The purpose of the current paper is to explore the possible implications of the implicit memory literature on depression using the Rehm and Naus (1990) memory model of emotion. This model originally used memory as the center of the cognitive and emotional systems, and it understood depression as a result of cognitive processes, especially through the allocation of attention. The paper is organized as follows: (1) an overview of the memory system is presented, including the cognitive framework of transfer appropriate processing, the concept of implicit memory and the concepts of autobiographical memory and self; (2) three important memory models of emotion (associative network models, the strategic processing model, and schema models) are reviewed in the context of a cognitive framework; (3) a reformulation of the Rehm and Naus (1990) memory model of emotion is presented, including the recent cognitive psychological concepts of implicit memory and the self-memory system (per Conway & Pleydell-Pearce, 2000); and (4) the implications of these issues to memory models of emotion and to understanding the development and maintenance of depression are discussed. In accomplishing these goals, two prominent themes guide this paper and can be found threaded through each section: the theme of structure and process and the role of knowledge base schemas. Each of these cognitive constructs is first defined and discussed in the next section
The revised memory model of emotion presented herein suggests several different treatment approaches to depression. First, identifying negative biases can help to draw attention explicitly to memory processing. In combination with helping depressed individuals learn strategies to help direct their memory, they would gain more control over their memory. Second, redirecting the depressed individual's attention during encoding experiences will help to make subsequent retrieval more likely, especially after the use of a search strategy. Understanding self-schemas and the role they play in memory processing can lead to treatments based on changing self-schemas and actually using them to a memory advantage: having them help identify and change goals present in the working self and self memory system. In addition, other interventions, including behavioral activation and medication, also serve to influence mood, self-schema, and goals. In turn, these influence the kind of priming and memory retrieval that occurs.

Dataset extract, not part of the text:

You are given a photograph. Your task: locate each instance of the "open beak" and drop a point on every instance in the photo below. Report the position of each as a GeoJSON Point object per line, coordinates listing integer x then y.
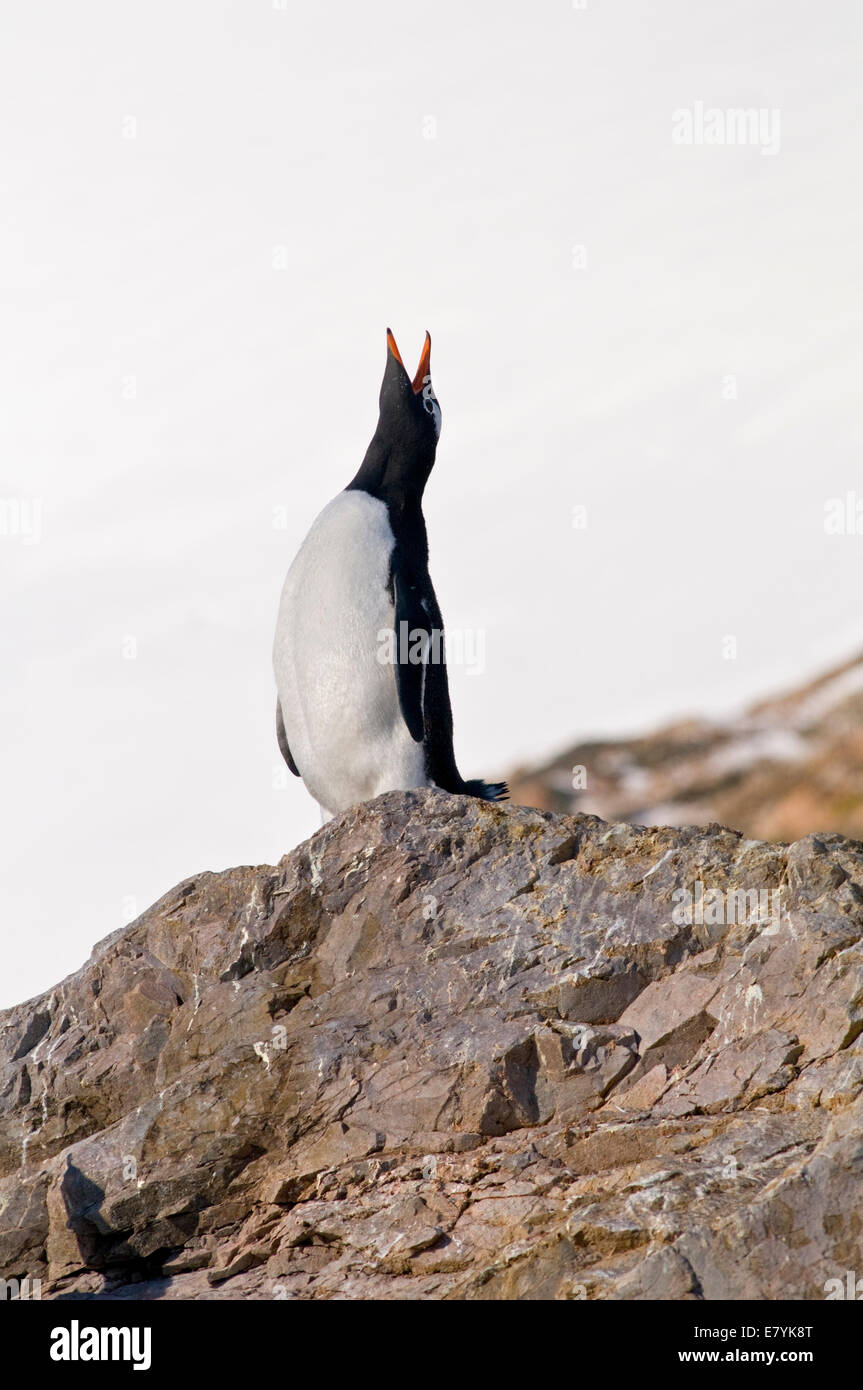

Although many important inroads into the understanding of depression and implicit memory have been made, it is clear that there is much more work to be done in terms of a better understanding of both theoretical and clinical implications of this view. Because implicit memory by definition is a nonconscious type of processing, it may present a challenge for clinicians attempting to treat depression. In particular, getting at the unconscious schema held by depressed individuals may prove especially difficult, particularly given their automatic activation. However, the implicit memory field has developed its own tasks and methodology, which may prove useful to interested clinicians. After all, the ultimate test of a model is its utility.